Kelly’s friable sand is my Lenten wilderness—walking through, paying attention to, and hopefully trying to clean up the faults and shortcomings in my life that is are not only outward eyesores, but also the inner ugliness that keeps me in a state of unhappy inertia.
Lent is the season to spend some time on this part of the journey through the friable sand, asking God to help us clean up the areas in our lives where trash has built up.
Beach sand is next—the sand we’ve been longing for—cool and damp, welcoming to our bare feet. As we let God help us clean up and wash away those messy areas in our lives, we find this delight and comfort in the journey we’ve undertaken. We can see and feel our goal at hand.
And then we get to surf sand, “where the Atlantic kisses North America.” This is the sand that can wash out from under your feet if you stand in the surf long enough, and you have to re-establish your footing. At some point, you have to make the decision to turn around, or keep going into the surf.
And if you keep going, you step on the broken seashells that can hurt your feet—
The closer we come to God, the harder the pull of evil forces in our lives will be to keep us away from God—the temptation is to return to our old, easy, unhappy ways. This new path has its discomforts.
But if we keep going, over the broken seashells and the “gloopy viscous sand “ just beyond, at last we find no sand at all.
As Kelly describes this moment, “the beach has dropped away and you are floating.
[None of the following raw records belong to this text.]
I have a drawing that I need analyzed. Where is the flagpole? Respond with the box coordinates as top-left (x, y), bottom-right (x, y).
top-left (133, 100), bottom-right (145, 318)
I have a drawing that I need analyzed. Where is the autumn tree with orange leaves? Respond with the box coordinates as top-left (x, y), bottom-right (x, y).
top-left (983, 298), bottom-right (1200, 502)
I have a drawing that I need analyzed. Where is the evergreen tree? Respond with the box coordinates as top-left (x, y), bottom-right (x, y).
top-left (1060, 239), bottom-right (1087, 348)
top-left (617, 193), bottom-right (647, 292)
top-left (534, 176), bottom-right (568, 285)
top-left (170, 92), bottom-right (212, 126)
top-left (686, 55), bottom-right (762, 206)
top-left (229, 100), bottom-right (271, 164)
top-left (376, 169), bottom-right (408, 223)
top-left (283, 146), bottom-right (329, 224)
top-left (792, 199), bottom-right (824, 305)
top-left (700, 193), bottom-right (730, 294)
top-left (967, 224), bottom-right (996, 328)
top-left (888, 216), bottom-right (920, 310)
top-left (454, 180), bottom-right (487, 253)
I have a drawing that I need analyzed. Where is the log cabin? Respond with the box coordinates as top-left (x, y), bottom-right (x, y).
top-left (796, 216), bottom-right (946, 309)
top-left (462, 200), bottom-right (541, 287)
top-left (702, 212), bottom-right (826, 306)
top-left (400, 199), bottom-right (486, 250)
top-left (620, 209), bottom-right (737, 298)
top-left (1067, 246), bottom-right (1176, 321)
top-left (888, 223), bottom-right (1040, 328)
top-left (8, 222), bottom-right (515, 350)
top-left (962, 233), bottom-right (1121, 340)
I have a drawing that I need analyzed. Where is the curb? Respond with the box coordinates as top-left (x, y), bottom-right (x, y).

You rise and fall with each wave, reveling in the ocean’s amniotic embrace.”
The season of Lent holds these moments.
In the midst of following The Book of Common Prayer exhortations to “self examination and repentance; prayer, fasting, and self-denial; by reading and meditating on God’s holy Word, we can find ourselves floating in God’s presence, held in God’s embrace, rocked gently in God’s love, comforted, strengthened, and renewed.
And these moments give us the courage to continue the journey toward resurrection, and the courage to return to shore and to start the journey over, again and again.
So on this snowy Ash Wednesday take an imaginary summer walk across the sand to the ocean and lay out your own path through this season of Lent.
God will go with you, and resurrection awaits.